GDPR Conformity Proving a Test for Romanian SMEs

July 29, 2018


A survey performed by the National Council of SMEs in Romania (CNIPMMR) has noticed that more than 40% of the firms interrogated had not adopted measures for the application of the GDPR before the May 25 launch date.

The survey which interrogated 210 businesses in order to find how they are presently managing with the new EU law also found that nearly 30% of the respondents had been capable to perform the duties before the deadline on May 25. 42.1% said they had not applied measures for the execution of GDPR as of yet whereas 28.9% said that they were arranging to apply the laws in the near future. CNIPMMR stated that 52.6% of those surveyed were businesses that had between one and nine members of staff.

Legal experts from Bucharest-based law firm Musat & Asociatii said that “The laws are applied in Romania without any additional rule of the local authorities, including on penalties. Apart from the administrative restrictions, any violation of the rights of targeted people generates harms that will have got to be covered by those who created it, which is the data operator or its agent.
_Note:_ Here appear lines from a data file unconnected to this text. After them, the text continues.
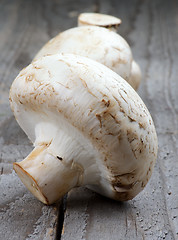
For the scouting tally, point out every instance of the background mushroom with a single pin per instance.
(100, 20)
(88, 127)
(97, 43)
(111, 23)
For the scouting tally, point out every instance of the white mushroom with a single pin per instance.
(88, 127)
(97, 43)
(100, 20)
(112, 23)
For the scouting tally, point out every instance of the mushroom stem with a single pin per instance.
(45, 175)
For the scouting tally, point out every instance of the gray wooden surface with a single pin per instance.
(151, 29)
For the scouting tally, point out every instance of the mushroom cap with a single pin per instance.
(99, 44)
(92, 118)
(98, 19)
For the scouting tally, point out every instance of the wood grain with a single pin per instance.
(150, 27)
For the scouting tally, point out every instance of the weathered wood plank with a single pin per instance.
(24, 27)
(149, 27)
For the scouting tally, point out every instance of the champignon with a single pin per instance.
(100, 20)
(88, 126)
(97, 43)
(111, 23)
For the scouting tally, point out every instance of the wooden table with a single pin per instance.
(151, 29)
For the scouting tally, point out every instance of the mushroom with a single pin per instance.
(97, 43)
(112, 23)
(88, 126)
(100, 20)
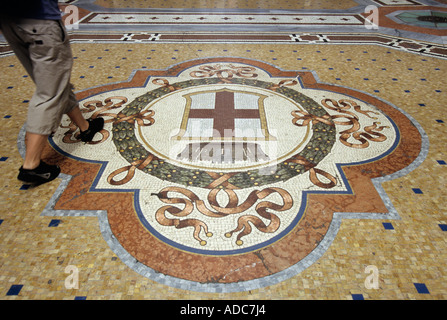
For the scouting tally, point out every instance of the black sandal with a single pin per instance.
(94, 126)
(42, 174)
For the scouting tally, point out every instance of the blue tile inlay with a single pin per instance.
(54, 223)
(14, 290)
(388, 226)
(417, 190)
(421, 288)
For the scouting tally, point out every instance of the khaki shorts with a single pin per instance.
(43, 48)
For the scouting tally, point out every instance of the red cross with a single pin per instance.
(224, 114)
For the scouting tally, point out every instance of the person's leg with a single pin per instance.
(34, 145)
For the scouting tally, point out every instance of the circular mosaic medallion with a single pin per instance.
(231, 165)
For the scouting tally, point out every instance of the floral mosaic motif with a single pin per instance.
(329, 120)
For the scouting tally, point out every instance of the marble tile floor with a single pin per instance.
(379, 234)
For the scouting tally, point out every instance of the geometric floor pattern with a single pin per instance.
(251, 151)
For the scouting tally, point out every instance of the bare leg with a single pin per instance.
(34, 147)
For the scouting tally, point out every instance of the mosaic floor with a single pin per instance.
(287, 150)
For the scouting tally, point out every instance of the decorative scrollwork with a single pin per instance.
(233, 206)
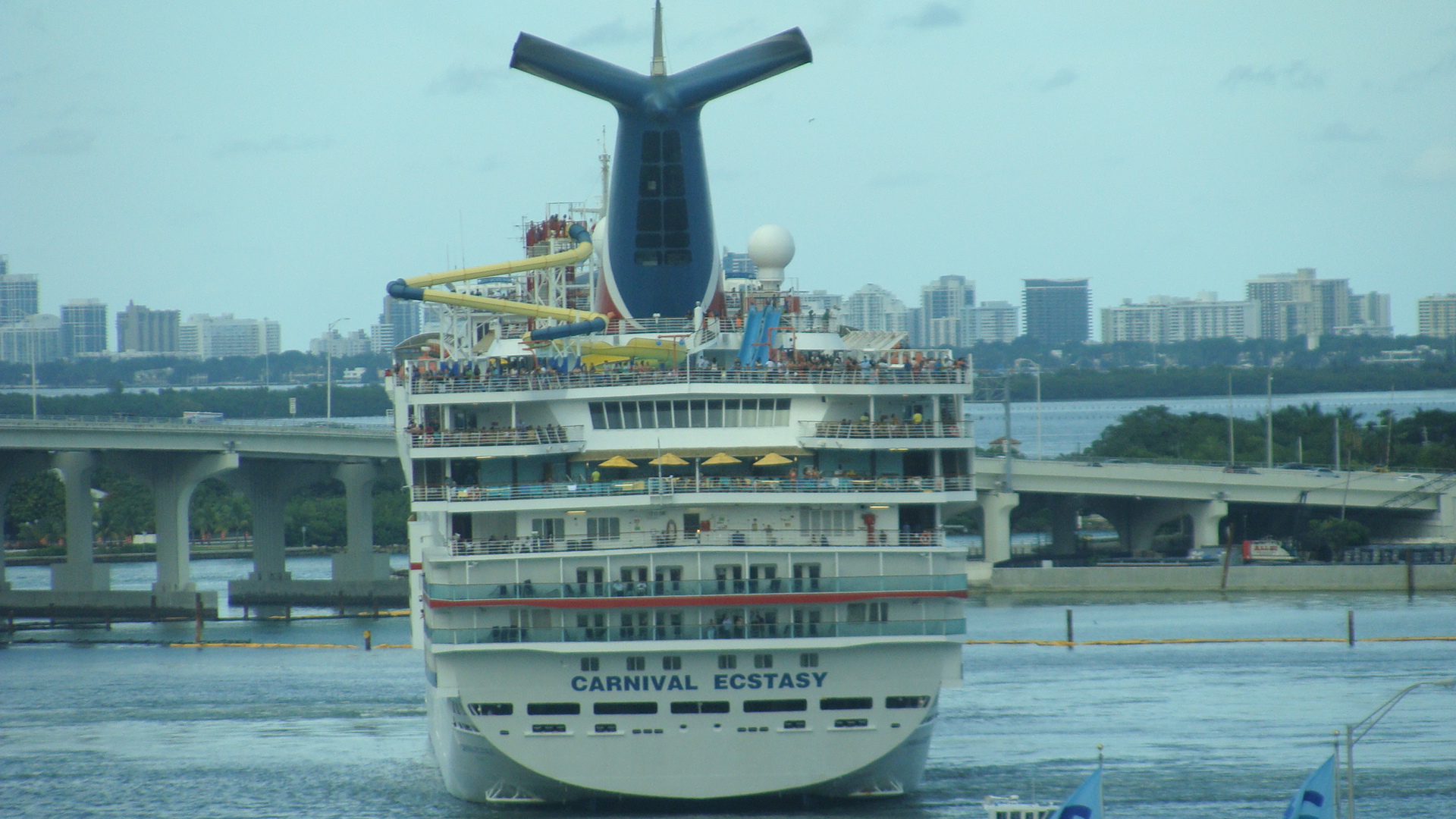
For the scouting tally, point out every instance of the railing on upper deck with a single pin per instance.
(528, 591)
(528, 436)
(878, 430)
(714, 538)
(433, 384)
(736, 632)
(673, 485)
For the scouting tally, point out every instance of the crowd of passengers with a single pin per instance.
(702, 366)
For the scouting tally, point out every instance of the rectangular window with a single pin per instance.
(762, 706)
(625, 708)
(908, 701)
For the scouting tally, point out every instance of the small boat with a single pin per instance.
(1015, 808)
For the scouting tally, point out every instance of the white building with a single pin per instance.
(874, 308)
(216, 337)
(1171, 318)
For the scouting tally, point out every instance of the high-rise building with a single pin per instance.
(1057, 309)
(996, 321)
(1171, 318)
(83, 327)
(946, 312)
(403, 316)
(34, 338)
(142, 330)
(19, 295)
(218, 337)
(1436, 315)
(874, 308)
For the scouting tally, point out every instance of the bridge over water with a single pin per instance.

What matters is the movement of data that is handled, not the dimension of the company itself. In practice, there are conditions in which small firms process a larger volume of data than big firms”.

Remarking on Romanian news website, Business Review, Valentin Radu, CEO of Omniconvert, a start-up offering a real-time web personalization tool said that “If you are like Google or Facebook, you push that approval pop-up chiefly since your users are used to you so they are in the custom of using you over and over again. Obviously, you are going to accept that, although Facebook as a large player is the one that actually misused the confidence of its users, of us, the users in the European Union. So, that chiefly means due to their material, all the small firms are experiencing. Not only are they experiencing now, but they will experience in the future too.”

The conclusions of this survey come after the judicial suggestion for applying GDPR measures in Romania accepted by the Romanian Parliament on 27 June. The law, which has alterations to the initial draft law circulated in 2017 targets to being Romanian law according to GDPR.